- The rights of criminal defendants are enshrined in the Sixth Amendment to the Constitution, part of the Bill of Rights adopted in 1791, including "the assistance of counsel." Still, such protections meant little for defendants unable to afford an attorney.
- A century later, Clara Shortridge Foltz was credited as founding the public defender movement as encapsulated in her speech at the 1893 World's Columbian Exposition in Chicago: "Every man brought to trial in a criminal court being presumed to be innocent, is entitled to be treated as an innocent man, and becomes of necessity the special object of the court’s care."
- Foltz, the first female attorney in California, pushed legislation to incorporate public defenders nationwide, the first opening in Los Angeles in 1914.
- The first Public Defender Office in Illinois opened in Cook County in 1930.In 1949, Illinois lawmakers passed the first state law that established the state's first formalized system for court-appointed attorneys in criminal cases.
- In 1949, Illinois lawmakers passed the first state law that established the state's first formalized system for court-appointed attorneys in criminal cases.
- In 1963 a unanimous U.S. Supreme Court decision, Gideon v Wainwright 372 U.S. 335, established that indigent criminal defendants have a constitutional right to a court-appointed attorney.
Despite two centuries of progress toward ensuring defendants have access to an adequate defense, recent reviews of Illinois' county-funded based system from 1949 illustrated ongoing shortfalls.
"Significant variations in resources, staffing, professional support, and access to expert services across jurisdictions has produced a system in which the quality of indigent representation is determined more by county fiscal capacity than by constitutional obligation," said Illinois Chief Justice P. Scott Neville, Jr. "That outcome is irreconcilable with the Equal Protection guarantees of the federal and Illinois constitutions, and the current structure has reached the limits of what it can deliver within the boundaries of constitutional compliance."

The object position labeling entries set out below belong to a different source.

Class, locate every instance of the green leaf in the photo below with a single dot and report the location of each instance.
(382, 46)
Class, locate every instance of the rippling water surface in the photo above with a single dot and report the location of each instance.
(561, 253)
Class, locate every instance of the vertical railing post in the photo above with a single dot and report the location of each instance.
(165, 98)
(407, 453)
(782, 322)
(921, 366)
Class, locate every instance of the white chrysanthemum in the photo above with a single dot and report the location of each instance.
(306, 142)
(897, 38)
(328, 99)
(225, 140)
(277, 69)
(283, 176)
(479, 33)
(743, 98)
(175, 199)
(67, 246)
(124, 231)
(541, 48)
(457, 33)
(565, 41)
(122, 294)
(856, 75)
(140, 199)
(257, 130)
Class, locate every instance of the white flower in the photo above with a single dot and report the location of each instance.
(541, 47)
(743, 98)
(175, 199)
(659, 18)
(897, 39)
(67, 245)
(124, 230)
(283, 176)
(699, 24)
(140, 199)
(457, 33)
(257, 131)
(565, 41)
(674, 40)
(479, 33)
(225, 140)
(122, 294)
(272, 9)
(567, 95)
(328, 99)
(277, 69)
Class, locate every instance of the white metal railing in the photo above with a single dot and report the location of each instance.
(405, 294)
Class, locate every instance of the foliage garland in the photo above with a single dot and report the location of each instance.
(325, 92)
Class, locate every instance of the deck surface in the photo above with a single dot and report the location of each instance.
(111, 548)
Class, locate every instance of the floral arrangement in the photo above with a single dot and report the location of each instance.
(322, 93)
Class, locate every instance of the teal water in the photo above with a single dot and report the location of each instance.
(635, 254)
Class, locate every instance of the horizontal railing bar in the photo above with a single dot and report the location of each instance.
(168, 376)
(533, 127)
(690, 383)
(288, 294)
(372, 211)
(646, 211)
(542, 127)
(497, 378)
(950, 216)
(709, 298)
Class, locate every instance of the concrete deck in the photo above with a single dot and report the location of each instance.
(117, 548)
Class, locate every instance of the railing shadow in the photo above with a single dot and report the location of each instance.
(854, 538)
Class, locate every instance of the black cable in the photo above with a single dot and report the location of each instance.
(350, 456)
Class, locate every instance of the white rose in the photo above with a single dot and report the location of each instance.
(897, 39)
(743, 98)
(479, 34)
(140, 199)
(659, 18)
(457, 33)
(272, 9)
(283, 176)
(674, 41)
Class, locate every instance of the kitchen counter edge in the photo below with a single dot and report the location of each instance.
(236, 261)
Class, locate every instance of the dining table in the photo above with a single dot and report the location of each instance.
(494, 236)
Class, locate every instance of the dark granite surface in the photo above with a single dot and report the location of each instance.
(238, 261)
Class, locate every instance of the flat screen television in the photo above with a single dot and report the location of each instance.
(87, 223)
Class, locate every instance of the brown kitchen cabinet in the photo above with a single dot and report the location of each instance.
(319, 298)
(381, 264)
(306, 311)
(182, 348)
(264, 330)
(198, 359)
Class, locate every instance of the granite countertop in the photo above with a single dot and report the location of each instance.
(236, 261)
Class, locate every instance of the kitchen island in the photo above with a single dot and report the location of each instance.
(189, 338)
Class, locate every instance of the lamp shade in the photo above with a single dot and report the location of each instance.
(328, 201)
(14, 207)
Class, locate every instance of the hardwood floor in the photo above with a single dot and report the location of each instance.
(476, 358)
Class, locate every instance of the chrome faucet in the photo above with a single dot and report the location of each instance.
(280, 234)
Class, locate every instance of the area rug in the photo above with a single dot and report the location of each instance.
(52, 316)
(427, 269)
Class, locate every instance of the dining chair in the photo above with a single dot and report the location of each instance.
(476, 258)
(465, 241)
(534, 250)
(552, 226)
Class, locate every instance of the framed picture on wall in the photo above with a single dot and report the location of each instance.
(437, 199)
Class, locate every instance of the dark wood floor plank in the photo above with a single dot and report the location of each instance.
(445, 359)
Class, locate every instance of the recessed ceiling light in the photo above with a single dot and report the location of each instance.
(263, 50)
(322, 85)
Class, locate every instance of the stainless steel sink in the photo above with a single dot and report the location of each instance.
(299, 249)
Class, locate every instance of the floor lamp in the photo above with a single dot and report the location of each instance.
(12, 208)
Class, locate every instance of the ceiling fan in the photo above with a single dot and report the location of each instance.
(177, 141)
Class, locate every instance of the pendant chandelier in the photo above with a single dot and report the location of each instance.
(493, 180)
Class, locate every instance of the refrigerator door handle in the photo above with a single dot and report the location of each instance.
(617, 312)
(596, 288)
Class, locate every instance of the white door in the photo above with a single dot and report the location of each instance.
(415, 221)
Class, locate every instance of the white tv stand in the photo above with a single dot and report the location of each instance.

In 2018, the Illinois Supreme Court sought and received a grant award from the federally-funded Sixth Amendment Center to closely examine public defense in selected Illinois counties. The Center issued its report in 2021 called “The Right to Counsel in Illinois: Evaluation of Adult Criminal Trial-Level Indigent Defense Services.”
The Task Force report recommendations included full state funding of trial-level public defense, establishing a statewide office or public defense and implementing a rigorous strategy within the office to recruit attorneys.
After earlier efforts to effectuate statewide public defense services stalled in the legislature, the Funded Advocacy and Independent Representation (FAIR) Act was signed into law in August 2025.